- District Barshore
- Country: Pakistan
- Province: Balochistan
- Division: Pishin
- Established: 12th March, 2026
- Type: District Administration

Population
- • Total: 142,000

= Barshore District =

Pakistani administrative area

Barshore, (Pashto: برښار, برښور), (Urdu: برشور), is a district in Balochistan, Pakistan. The town of Barshore serves as the administrative headquarter of the district.On 12 March 2026, after approval of Government of Balochistan, the Board of Revenue issued a notification for the creation of Barshore, a separate district of Balochistan. MPA Asfand Yar Khan Kakar has been instrumental in creating the District.

Flt Lt Khalid Shams, an officer of Pakistan Administrative Service, has been selected to establish the district and posted as its first Deputy Commissioner.

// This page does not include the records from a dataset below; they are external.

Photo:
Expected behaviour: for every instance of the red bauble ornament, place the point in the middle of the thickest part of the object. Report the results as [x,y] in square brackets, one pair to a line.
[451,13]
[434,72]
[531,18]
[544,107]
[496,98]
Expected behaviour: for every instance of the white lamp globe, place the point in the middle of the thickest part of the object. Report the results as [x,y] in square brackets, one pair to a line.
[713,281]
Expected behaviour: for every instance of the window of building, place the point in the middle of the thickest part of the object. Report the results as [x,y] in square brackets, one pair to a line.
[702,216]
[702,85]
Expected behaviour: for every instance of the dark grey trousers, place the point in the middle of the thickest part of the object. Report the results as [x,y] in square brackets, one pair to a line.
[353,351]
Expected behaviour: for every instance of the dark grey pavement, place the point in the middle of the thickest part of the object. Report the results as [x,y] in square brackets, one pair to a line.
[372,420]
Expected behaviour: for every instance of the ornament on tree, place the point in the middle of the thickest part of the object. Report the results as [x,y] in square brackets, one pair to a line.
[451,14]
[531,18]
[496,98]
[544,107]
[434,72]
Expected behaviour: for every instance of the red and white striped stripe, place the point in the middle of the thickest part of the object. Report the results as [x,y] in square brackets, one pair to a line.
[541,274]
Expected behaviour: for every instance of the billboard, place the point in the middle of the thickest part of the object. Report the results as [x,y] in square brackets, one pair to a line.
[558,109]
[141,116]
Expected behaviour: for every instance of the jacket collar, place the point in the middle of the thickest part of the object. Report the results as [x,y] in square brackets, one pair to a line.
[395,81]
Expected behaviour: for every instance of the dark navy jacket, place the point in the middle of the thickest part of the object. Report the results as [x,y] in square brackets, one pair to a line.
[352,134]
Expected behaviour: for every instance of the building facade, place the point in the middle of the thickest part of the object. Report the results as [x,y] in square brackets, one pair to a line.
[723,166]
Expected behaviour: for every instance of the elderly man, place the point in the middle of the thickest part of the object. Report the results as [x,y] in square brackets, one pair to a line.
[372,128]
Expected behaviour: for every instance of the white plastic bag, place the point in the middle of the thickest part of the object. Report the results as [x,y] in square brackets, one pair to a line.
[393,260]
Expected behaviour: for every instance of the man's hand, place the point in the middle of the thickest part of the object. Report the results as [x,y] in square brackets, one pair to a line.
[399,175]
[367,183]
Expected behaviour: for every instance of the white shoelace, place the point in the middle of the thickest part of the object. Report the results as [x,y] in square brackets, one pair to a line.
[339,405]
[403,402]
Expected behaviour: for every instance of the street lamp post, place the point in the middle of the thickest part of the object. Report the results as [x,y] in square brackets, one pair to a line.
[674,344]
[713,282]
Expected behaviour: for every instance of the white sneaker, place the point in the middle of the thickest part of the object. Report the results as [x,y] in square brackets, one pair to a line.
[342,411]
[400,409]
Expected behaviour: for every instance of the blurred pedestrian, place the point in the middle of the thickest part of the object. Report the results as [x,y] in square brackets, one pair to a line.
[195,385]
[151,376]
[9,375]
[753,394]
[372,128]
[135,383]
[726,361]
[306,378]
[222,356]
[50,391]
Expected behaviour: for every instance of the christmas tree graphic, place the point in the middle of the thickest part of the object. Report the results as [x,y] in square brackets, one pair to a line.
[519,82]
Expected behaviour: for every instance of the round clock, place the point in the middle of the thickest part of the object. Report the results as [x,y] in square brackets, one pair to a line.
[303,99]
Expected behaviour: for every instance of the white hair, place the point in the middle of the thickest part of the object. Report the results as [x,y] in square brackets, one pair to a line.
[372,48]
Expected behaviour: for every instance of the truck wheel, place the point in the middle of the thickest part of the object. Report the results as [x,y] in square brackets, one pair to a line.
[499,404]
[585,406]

It covers an area of over 2,200 square kilometres. District Barshore is predominantly mountainous, with long, narrow valleys intersecting the terrain. At the northern end of the District, the great plateau of Toba Kakar Range drains northward to the Kadanai river in Afghanistan.

== History ==
Karezat and Barshore tehsils were separated from Pishin in 2022 to form the newly created Karezat District. However, on 22 November 2022, Tehsil Barshore was removed from the newly created district and merged again in the district Pishin via a notification.

== Earthquakes and droughts ==
The most recent drought, which spanned nearly six years from 1998 to 2004, is regarded as one of the worst in the recorded history of Pishin. Barshore tehsil was severely impacted by this drought, while Pishin tehsil experienced moderate effects.

== Population ==
The Kakar tribe is the largest tribe in the Quetta and Pishin districts. When Quetta-Pishin was a single district, the 1901 census recorded 35,452 Kakars, making up 53% of the Afghan population and 42% of the total indigenous population. The Taragharai (or Taraghzai ) clan is numerically the strongest in these districts. Most Taraghzai Kakars live in Pishin District, particularly in the Barshore valley, Toba Kakari and Karezat.

In 1901, Barshore Tehsil had a population of around 13,000, with the Barakzai Kakars being the largest group at 6,643, followed by the Ahmadkhail Kakars at 3,077, and the Sulemankhail Kakars at 3,055. According to the 1998 census, Barshore's population had grown to 95,132.